After graduating high school Jack spent the next year tending his father’s cornfields. He married Barbara and she moved into the foreman’s lodgings on Jack’s father’s farm. Barely a month had passed before Barbara began to chafe under the deadening monotony.

One night Jack returned from the fields, filthy and itching from corn silk, to find his wife in the kitchen. The table was piled high with books on wine making.

“What’s all this?”

“What else would you have me do all day,” Barbara wanted to know, “crochet?”

Jack knew not a thing about wine. He favored Labatt 50 from pint bottles.

“You want wine, I’ll head to the LCBO and pick up a bottle.”

“I want wine, I’ll head to the LCBO and buy myself a bottle.” Barbara closed a book on the tip of her finger, keeping the page marked. “We might try making our own.”

She told him that the soil of southern Ontario, much like that of southern France, was well suited to grape growing. But wine… it conjured images of beret-wearing Frenchmen zipping down country lanes in fruity red sports cars.

An altogether foreign image, Jack thought, leagues removed from his tiny foreman’s cabin on the edge of the Ontario cornfields. Then again, why not? He knew how to grow corn; why not grapes? And a gut instinct told him that a curve might be developing; if they hopped on now they might land a few steps ahead of it.

One afternoon they headed down to the Farmers’ Credit Union and applied for a small-business loan. With it they purchased a homestead on fifteen acres in Stoney Creek, a farming community in southern Ontario. Fruit country: local farmers grew peaches, cherries, blueberries. Jack was the only one growing grapes; this incited a degree of neighborly concern. Concords? other farmers asked. Juice grapes? When Jack told them no, a Portuguese variety called Semillon, the farmers shook their heads, sad to see a young fool leading his family down the path to financial ruin.
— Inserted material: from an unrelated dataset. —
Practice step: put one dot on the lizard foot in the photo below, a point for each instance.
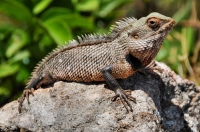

Jack was in the fields every day that first spring, pounding posts and stringing vines. He was out in the cool dawn hours with scattered farmyard lights burning in the hills and valleys. He was out in the afternoon as the sun crested high over the escarpment, its heat burning through the salt on his skin to draw it tight. He was out in the evening with the wind wicking moisture off the soil until it was like tilling shale. Jack’s boots became so worn he padded them with newspapers; his feet turned black from the ink. For weeks they ate nothing but peaches: at night, Jack snuck into his neighbor’s groves to fill his jacket pockets. At night, they collapsed into bed, newlyweds too exhausted to do what might have come naturally.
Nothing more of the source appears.